In deze zaak, behandeld door de Rechtbank Midden-Nederland op 8 december 2021, staat de zorgverzekering van de gedaagde centraal. De eisende partij, Zilveren Kruis Zorgverzekeringen N.V., vordert betaling van een bedrag van € 793,26, dat bestaat uit een hoofdsom van € 1.344,88, incassokosten en rente. De gedaagde heeft een zorgverzekering bij Zilveren Kruis en heeft in de periode van december 2019 tot en met maart 2021 diverse premiebetalingen en zorgkostenfacturen niet voldaan. Ondanks aanmaningen heeft de gedaagde geen volledige betaling verricht, wat Zilveren Kruis noopte om de vordering uit handen te geven aan een incassobureau.

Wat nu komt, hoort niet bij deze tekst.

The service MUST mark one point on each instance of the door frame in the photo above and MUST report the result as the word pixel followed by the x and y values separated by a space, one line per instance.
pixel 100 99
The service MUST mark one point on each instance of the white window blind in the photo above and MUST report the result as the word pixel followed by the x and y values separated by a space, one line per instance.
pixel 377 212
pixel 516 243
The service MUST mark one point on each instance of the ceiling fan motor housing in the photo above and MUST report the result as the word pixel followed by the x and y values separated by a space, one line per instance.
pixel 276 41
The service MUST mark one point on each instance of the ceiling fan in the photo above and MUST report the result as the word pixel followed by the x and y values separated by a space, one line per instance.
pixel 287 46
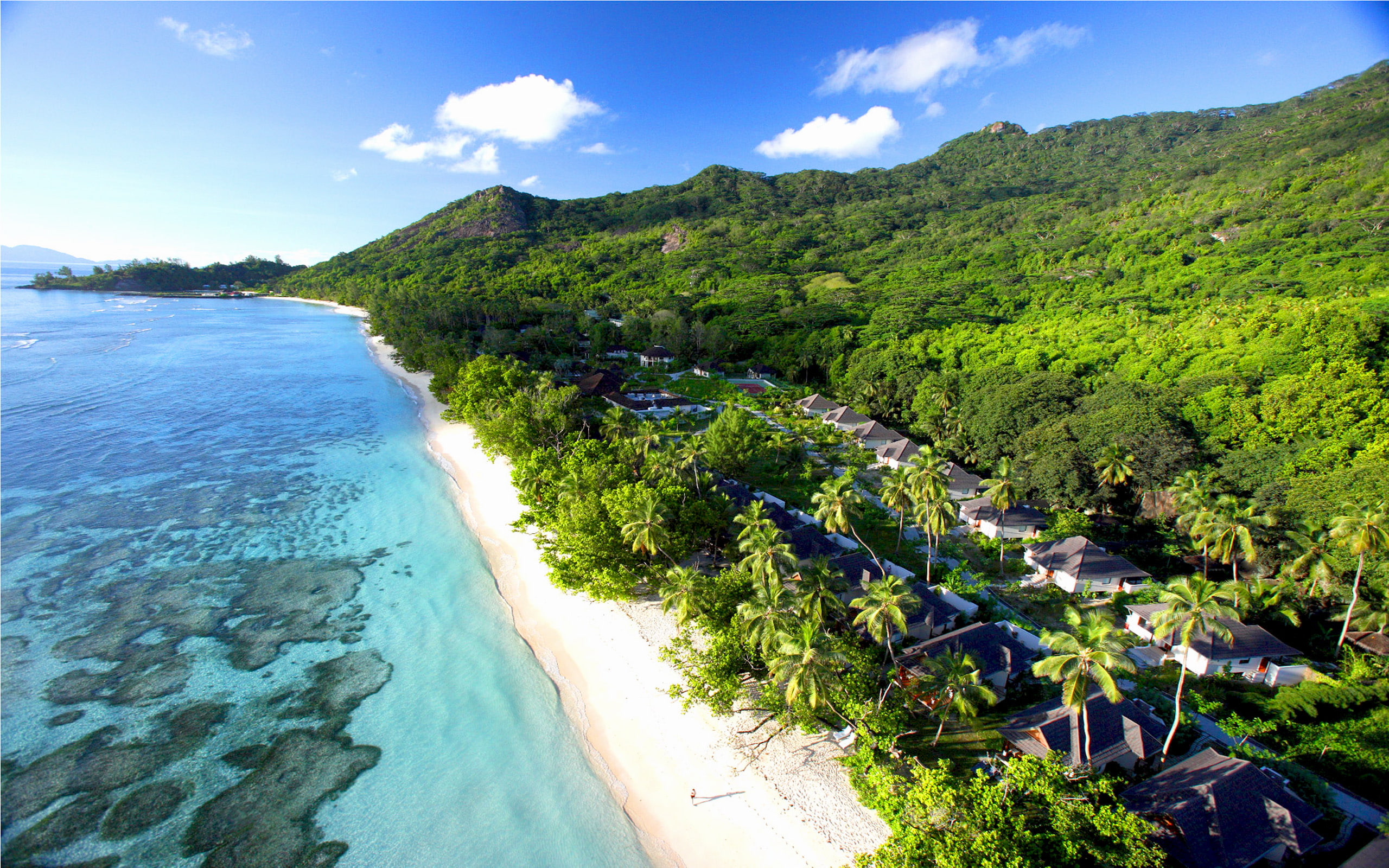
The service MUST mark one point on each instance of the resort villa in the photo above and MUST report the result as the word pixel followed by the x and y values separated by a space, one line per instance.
pixel 1078 566
pixel 1251 650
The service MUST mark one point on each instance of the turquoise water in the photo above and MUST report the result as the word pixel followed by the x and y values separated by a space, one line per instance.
pixel 244 621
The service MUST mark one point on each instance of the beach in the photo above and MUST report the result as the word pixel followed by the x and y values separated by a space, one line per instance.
pixel 791 806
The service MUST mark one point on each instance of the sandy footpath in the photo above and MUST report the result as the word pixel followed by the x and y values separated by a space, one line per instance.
pixel 791 806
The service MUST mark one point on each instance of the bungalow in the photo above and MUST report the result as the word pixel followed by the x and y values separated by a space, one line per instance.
pixel 1122 732
pixel 1078 566
pixel 960 482
pixel 809 544
pixel 1217 812
pixel 656 356
pixel 601 382
pixel 1020 521
pixel 933 617
pixel 845 418
pixel 871 435
pixel 995 649
pixel 817 405
pixel 896 453
pixel 1251 650
pixel 656 403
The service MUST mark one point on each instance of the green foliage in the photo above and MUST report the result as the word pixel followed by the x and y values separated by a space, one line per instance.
pixel 1034 817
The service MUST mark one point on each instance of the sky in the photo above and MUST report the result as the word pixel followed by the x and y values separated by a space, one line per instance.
pixel 212 131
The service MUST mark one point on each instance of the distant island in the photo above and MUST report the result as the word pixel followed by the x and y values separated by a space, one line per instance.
pixel 170 277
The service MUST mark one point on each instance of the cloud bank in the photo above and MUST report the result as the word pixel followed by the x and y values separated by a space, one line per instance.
pixel 835 137
pixel 941 58
pixel 219 43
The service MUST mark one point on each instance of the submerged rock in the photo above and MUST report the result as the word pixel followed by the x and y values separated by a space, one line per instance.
pixel 145 809
pixel 266 820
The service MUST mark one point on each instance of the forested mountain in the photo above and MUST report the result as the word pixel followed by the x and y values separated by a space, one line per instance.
pixel 1205 288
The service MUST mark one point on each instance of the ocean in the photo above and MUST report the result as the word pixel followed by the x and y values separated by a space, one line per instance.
pixel 244 623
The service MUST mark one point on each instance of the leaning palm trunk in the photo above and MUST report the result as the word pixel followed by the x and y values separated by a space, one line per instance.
pixel 1177 710
pixel 1355 598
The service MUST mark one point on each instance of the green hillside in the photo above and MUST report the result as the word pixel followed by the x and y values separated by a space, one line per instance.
pixel 1203 288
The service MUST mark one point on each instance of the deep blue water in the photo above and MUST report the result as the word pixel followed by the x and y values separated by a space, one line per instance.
pixel 221 532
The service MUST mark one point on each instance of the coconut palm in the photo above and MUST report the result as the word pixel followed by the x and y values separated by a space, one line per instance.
pixel 1311 545
pixel 951 685
pixel 820 586
pixel 837 505
pixel 1363 531
pixel 1229 529
pixel 1194 608
pixel 1085 656
pixel 645 528
pixel 807 664
pixel 768 614
pixel 896 495
pixel 680 591
pixel 766 556
pixel 885 606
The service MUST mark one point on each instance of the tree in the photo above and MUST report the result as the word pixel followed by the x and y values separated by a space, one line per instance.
pixel 1087 655
pixel 1363 529
pixel 896 495
pixel 807 664
pixel 1194 608
pixel 645 525
pixel 884 606
pixel 1229 529
pixel 680 592
pixel 952 686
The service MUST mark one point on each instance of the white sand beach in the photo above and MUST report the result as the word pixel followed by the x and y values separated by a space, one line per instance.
pixel 791 807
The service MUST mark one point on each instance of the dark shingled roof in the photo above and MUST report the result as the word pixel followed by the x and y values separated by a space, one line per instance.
pixel 991 646
pixel 1087 561
pixel 1018 516
pixel 1246 639
pixel 1226 812
pixel 1116 730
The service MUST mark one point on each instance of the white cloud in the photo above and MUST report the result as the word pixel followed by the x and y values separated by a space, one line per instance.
pixel 395 142
pixel 220 43
pixel 482 162
pixel 835 137
pixel 530 110
pixel 939 58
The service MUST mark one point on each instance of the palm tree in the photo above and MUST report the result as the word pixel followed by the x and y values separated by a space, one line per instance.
pixel 1194 608
pixel 1002 492
pixel 807 664
pixel 952 684
pixel 820 586
pixel 896 495
pixel 645 525
pixel 1228 529
pixel 837 505
pixel 1311 544
pixel 766 554
pixel 1363 529
pixel 885 606
pixel 616 424
pixel 1088 655
pixel 678 593
pixel 767 614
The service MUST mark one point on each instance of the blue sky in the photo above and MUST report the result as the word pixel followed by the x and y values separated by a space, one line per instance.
pixel 214 130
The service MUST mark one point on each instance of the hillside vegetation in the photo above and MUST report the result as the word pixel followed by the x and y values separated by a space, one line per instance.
pixel 1205 288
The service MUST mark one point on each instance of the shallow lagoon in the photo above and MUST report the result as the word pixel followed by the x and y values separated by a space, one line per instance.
pixel 244 621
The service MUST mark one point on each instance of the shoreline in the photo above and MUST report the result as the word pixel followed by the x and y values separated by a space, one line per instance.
pixel 791 807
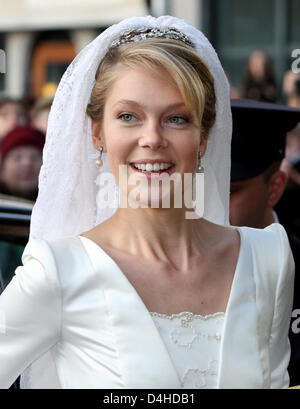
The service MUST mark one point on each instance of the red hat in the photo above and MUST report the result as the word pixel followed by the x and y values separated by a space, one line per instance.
pixel 22 136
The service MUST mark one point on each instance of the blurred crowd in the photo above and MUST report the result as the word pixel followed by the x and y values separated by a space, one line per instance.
pixel 259 83
pixel 23 125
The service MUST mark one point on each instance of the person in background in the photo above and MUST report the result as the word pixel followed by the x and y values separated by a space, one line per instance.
pixel 259 80
pixel 291 88
pixel 12 114
pixel 258 183
pixel 21 160
pixel 21 157
pixel 288 208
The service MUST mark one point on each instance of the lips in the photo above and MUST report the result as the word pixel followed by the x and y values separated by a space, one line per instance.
pixel 152 167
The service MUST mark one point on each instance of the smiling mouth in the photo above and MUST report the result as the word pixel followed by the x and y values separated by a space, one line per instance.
pixel 156 167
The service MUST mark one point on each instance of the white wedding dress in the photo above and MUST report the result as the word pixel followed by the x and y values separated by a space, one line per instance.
pixel 73 318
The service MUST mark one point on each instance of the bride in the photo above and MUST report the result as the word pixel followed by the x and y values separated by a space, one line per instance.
pixel 131 295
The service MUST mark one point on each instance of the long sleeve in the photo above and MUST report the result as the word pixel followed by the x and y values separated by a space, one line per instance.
pixel 30 312
pixel 279 343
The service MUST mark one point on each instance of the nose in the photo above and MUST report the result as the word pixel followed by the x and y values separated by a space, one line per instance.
pixel 152 136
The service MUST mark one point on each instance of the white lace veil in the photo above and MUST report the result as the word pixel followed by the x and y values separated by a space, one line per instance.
pixel 66 203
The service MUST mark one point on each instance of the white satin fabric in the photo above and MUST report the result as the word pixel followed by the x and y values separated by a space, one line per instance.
pixel 72 312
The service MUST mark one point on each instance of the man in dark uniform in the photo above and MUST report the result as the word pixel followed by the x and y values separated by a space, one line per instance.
pixel 257 184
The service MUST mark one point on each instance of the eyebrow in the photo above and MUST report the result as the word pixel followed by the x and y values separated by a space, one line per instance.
pixel 142 105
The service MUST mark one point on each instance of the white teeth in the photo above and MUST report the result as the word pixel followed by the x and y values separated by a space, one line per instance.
pixel 149 167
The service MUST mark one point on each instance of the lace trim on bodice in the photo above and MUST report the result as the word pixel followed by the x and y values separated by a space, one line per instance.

De gedaagde erkent de vordering, maar betwist de rechtmatigheid van de dagvaarding. Zij stelt dat er een betalingsregeling was die door Zilveren Kruis ten onrechte is beëindigd. De kantonrechter heeft de mondelinge behandeling op 18 november 2021 gehouden, waarbij beide partijen hun standpunten hebben toegelicht. De kantonrechter heeft vastgesteld dat de gedaagde de hoofdsom inmiddels volledig heeft voldaan, waardoor alleen de proceskosten nog ter discussie stonden.
De rechter heeft beoordeeld of Zilveren Kruis de betalingsregeling op goede gronden heeft beëindigd. Uit de overgelegde stukken bleek dat de betalingsregeling was vervallen omdat de gedaagde de premie niet had betaald. Echter, de kantonrechter oordeelt dat Zilveren Kruis niet voldoende bewijs heeft geleverd dat de gedaagde de declaratie van 6 juli 2021 had ontvangen. Hierdoor was de beëindiging van de betalingsregeling onterecht. De vordering van Zilveren Kruis is afgewezen en zij is veroordeeld tot betaling van de proceskosten aan de gedaagde, die op nihil zijn begroot.